Hard work, dedication, and effort will generally result in your fullest potential. But sometimes hard work doesn’t mean you’ll win an Olympic gold medal. Sometimes you will work hard, and you will still lose. It’s a frustrating, painful aspect of sports. I’ve been there, and so have 99.9% of other swimmers who put in hard work, dedication, and effort. 

The real question is: Does knowing this stop you from putting in everything you can give?

What if you knew, right now, your “fullest potential”? What if you knew, right now, that the highest place you’d ever have was 12th at the Big Ten Championships? Would that make you want to quit, or stop trying? 

Rates of improvement do not always correspond with hard work, dedication, and effort. The hardest workers on the team are not always those who break pool and team records. The most dedicated are not always Olympic champions. Those who put forth the most effort are not always those who become champions. 

This frustrates me, too. Because I was never an Olympic champion, but I like to think I tried pretty hard over the course of my career. I worked hard. I sweat. I tried. I didn’t win, but I found my own version of personal glory. 

There are clichés in sports like if you work hard, you will improve. But sometimes, that rate of improvement will slow, or stop, even though you’re trying harder than ever. Sometimes you will try harder than you ever have, and you might swim slower than you did last week, last season, or even last year. 

The beauty in sports, despite those clichés, are the questions athletes ask themselves when facing brutal truths. If you are not able to be an Olympic champion, does that mean you stop trying? If you are not going to set a world record, do you give up? Do you stop? Do you retire? Do you quit? 

None of us know our fullest potential. That’s the other beauty in sports.

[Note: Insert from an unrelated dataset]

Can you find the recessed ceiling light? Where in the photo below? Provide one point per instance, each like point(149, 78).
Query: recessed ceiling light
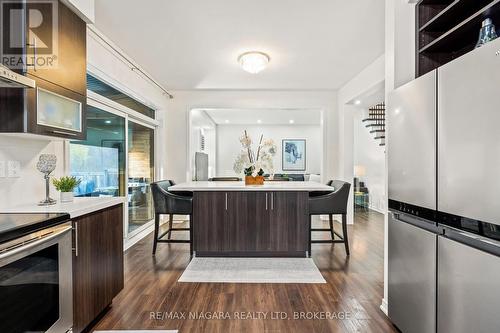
point(253, 61)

But those who truly accomplish their fullest potential are those people who continue charging on despite the murky future. They generally seem to know that hard work doesn’t necessarily pay off all the time, and yet, they keep charging forward and chugging along anyway. They have answered those questions with a resounding, “I will not quit… I will keep trying my best.” Not necessarily because they believe they will win Olympic gold, but because for them, not-trying is not an option. Giving 100% is a journey in itself. 

Sports is ultimately a process of regret. “I should have nailed that turn.” “I should have practiced dives more.” “I shouldn’t have skipped morning practice.” Your fullest potential isn’t a number or a time or a place. It is simply the cessation of regret at the end of your career. Your fullest potential is your own definition, and ultimately, in my experience, it means a career without regret. It means a career where you, as an athlete, gave your all, despite knowing that there was a possibility that your rate of improvement might slow, that you might not win, that you might not break a record or win a race. 

I hope this helps.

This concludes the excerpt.